"Ne rien posséder et pourtant tout avoir ..." c'est une équation difficile à résoudre dans notre société de consommation. "Si la Réalité dépasse parfois le Fiction, c'est que le Destin a plus d'imagination que nous ..."
Il reste interdit quelques minutes, indifférent aux badauds qui le frôlent.
- Woneya !
Le jeune homme qui l’interpelle la fait se retourner. Il peut enfin voir son visage. Il a beau s’y attendre, le choc le fait vaciller.
Quelqu’un le remet d’aplomb en s’inquiétant : - Ca va, vieux ?
- Oui, excusez moi … merci. répond-il dans un souffle.
Il s’approche doucement. Elle rit de bon cœur et semble aussi joyeuse que …
- Tu te rends compte ? ce serait fantastique, non ? !
- Ah ça oui, tu le mérites bien. Je te le souhaite, vraiment …
Les deux jeunes gens devisent l’air complice quand il tente :
- Mademoiselle …
- Oh bonjour ! Lorsqu’elle tourne son visage vers lui il croit mourir. Le frisson qui lui parcourt le corps l’agite de soubresauts qu’il tente de réprimer de toutes ses forces, en vain.
Il s’astreint à se montrer le plus calme possible. Pourtant son sang bout dans ses veines, son cerveau va exploser.
- C’est vous …Il parle si faiblement qu’elle doit s’avancer au-dessus des tréteaux pour le comprendre, qui avez écrit … ce … livre ?
La déglutition n’est plus qu’un vague souvenir de cours de science. Il a l’impression d’avoir avalé tout le sable de la Vallée de la Mort.
- Mon livre ! lance-t-elle avec un enthousiasme enfantin, c’est Super !

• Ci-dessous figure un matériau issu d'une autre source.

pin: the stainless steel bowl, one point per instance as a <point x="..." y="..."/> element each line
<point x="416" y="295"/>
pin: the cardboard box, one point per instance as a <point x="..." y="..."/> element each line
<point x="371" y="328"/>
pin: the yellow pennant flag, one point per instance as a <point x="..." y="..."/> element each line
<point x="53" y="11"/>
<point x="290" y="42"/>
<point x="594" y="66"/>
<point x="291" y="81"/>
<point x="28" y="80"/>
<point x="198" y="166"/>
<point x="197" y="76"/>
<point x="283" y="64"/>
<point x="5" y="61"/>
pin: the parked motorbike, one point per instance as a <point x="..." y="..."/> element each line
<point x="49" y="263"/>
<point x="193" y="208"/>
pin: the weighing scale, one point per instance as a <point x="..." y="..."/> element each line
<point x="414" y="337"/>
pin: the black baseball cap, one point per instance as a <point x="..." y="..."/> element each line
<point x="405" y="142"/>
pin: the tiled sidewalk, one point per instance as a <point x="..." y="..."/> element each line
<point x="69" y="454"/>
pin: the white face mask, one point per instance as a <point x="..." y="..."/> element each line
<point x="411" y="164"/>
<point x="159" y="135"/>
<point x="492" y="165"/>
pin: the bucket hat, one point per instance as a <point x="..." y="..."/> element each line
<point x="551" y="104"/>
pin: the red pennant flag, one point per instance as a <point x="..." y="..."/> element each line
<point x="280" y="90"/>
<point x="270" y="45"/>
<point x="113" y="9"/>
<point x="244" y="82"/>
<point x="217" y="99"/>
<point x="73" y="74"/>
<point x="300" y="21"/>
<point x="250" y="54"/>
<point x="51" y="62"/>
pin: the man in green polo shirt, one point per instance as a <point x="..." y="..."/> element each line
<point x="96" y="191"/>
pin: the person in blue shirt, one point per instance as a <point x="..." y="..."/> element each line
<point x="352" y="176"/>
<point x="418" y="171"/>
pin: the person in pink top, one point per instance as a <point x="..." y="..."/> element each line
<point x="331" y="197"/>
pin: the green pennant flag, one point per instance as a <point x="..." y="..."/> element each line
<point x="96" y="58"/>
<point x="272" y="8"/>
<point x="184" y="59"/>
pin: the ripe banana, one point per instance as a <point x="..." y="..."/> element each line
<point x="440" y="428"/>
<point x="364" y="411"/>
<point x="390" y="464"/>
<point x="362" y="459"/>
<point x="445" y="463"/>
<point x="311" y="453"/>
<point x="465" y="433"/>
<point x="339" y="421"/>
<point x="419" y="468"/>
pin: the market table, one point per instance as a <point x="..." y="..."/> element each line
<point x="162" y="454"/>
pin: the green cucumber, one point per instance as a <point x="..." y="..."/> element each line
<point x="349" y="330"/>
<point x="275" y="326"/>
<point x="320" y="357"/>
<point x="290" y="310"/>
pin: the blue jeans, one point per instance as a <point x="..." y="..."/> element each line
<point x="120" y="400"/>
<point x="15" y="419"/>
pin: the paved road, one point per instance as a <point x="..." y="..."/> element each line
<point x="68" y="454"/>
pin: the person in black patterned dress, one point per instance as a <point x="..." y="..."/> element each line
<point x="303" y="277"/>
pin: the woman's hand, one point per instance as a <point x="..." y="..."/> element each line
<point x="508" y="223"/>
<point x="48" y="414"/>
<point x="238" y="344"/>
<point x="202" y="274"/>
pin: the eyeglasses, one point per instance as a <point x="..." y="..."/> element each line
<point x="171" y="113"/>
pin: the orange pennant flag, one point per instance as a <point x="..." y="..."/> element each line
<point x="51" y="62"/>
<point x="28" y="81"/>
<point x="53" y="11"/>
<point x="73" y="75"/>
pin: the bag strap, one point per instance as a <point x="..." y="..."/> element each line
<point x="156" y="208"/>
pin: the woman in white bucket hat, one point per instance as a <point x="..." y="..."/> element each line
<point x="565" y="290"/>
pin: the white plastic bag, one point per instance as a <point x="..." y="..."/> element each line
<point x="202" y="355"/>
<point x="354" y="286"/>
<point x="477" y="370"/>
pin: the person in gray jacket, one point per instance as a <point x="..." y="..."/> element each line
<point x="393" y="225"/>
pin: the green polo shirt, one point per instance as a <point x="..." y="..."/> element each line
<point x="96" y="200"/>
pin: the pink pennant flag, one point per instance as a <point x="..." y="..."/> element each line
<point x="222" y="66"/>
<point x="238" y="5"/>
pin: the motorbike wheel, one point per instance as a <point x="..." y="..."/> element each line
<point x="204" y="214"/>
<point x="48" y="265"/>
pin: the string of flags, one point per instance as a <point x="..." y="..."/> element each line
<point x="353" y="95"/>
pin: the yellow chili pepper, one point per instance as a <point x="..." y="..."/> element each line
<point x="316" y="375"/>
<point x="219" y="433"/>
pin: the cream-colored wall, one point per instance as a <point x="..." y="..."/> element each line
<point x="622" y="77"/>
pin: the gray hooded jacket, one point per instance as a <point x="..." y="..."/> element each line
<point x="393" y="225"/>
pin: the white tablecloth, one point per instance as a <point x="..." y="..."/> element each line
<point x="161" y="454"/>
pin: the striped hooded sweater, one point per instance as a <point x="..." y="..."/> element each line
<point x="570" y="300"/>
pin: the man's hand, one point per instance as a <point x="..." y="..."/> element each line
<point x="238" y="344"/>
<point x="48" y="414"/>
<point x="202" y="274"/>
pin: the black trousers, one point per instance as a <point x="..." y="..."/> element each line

- Je l’ai acheté ce matin … sur les quais …
- Oui ? Oh ça c’est …
- Je l’ai lu … Il parle d’une voix mécanique en lui présentant l’objet.
- Tout entier, déjà ? ! …
Vous voulez une dédicace ?
- Non … le début … juste …
Oui, ça serait charmant …
Elle lui arrache littéralement le livre des mains.
- C’est comment votre nom ?
- STEVENSON. Ted. … Ted Stevenson.
Il est dans un état second. C’est un cauchemar !
Elle ne semble pas avoir perçu son trouble toute à la joie de se découvrir un admirateur.
- Ted …Elle griffonne consciencieusement un compliment avant de lui tendre le bouquin.
Il retient sa main.
- Je voudrais vous parler si vous le permettez …
- Et bien, c’est ce que vous faites. Objecte-t-elle en reprenant ses doigts un par un.
Elle arbore un sourire inquiet. Elle vient de croiser son regard sombre.
Il semble si triste.
- Je veux dire, en privé … M’accorderez-vous quelques minutes ? Je pourrais peut-être vous offrir un café ou quelque chose …
- Oh c’est que …
Son hésitation le désespère mais il comprend que son étrange allure le dessert, à nouveau. Il a les joues creusées, les yeux rougis et cernés, et il semble exténué.
- Ecoutez, il se rengorge, je suis Producteur.
Il se dit que sa stratégie a parfaitement fonctionné la première fois. Il lui tend sa carte.
- Je voudrais vous parler … très sérieusement … de votre livre.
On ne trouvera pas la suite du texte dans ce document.